1

I have a dataframe like below.

id  | js                                    |
0   | bla var test bla ..                   |
1   | bla function RAM blob                 |
2   | function CPU blob blob                |
3   | thanks                                |
4   | bla var AWS and function twitter blaa |

I am trying to extract the next word after function or var

My code is here.

pattern3 = "(func)\s+(\w+)|(var)\s+(\w+)"

df = df.withColumn("js_extracted2", f.regexp_extract(f.col("js"),pattern3,4))

as it is capture only one word, the final row returns only AWS and not Twitter.

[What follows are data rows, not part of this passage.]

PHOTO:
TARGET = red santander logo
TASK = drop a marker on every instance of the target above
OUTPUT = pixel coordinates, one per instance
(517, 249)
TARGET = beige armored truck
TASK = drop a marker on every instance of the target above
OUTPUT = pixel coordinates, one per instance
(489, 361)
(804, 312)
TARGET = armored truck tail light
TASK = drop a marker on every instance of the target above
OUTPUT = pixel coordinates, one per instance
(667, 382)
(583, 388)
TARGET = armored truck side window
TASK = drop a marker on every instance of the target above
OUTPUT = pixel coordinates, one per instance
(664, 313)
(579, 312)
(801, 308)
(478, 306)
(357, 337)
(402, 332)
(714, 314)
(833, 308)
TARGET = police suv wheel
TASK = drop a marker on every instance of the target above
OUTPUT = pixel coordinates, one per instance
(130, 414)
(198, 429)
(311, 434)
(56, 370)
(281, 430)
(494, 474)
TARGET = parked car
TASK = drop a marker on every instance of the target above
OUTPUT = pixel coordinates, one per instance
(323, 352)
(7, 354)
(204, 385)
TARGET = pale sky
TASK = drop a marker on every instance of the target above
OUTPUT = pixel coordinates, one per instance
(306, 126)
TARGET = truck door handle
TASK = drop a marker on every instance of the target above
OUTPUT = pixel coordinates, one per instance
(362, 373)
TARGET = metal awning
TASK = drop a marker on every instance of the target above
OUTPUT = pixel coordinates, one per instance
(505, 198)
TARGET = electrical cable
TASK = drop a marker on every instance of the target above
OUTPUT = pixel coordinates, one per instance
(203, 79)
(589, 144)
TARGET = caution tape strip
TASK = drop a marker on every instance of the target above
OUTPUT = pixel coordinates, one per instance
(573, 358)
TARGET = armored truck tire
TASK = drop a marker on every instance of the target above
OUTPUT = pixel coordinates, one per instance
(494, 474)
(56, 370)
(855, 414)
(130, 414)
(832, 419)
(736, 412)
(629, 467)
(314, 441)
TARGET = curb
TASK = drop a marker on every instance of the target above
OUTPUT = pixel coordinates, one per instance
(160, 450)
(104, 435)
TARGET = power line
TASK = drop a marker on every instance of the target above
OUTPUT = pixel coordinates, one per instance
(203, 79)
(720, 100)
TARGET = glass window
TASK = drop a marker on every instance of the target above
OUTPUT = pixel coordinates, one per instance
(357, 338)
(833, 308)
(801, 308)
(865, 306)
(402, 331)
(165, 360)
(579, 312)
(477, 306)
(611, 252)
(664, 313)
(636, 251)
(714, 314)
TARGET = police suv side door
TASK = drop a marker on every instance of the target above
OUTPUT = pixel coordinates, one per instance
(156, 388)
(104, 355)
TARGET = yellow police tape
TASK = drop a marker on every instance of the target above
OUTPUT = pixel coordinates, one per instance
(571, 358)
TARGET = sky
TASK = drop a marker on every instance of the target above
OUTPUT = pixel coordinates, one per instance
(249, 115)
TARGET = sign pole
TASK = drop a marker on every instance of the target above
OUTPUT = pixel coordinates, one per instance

So I would like to capture all matching.

My spark version is less than 3,

so I tried df.withColumn('output', f.expr("regexp_extract_all(js, '(func)\s+(\w+)|(var)\s+(\w+)', 4)")).show()

but it returns only empty for all rows.

my expected output is

id  | js                                    | output
0   | bla var test bla ..                   | [test]
1   | bla function RAM blob                 | [RAM]
2   | function CPU blob blob                | [CPU]
3   | thanks                                | 
4   | bla var AWS and function twitter blaa | [AWS, twitter]
1
  • can you try with my input, I tried but not giving expected output Commented Mar 7, 2022 at 10:16

3 Answers 3

3

You need to use four \ to form a regular expression.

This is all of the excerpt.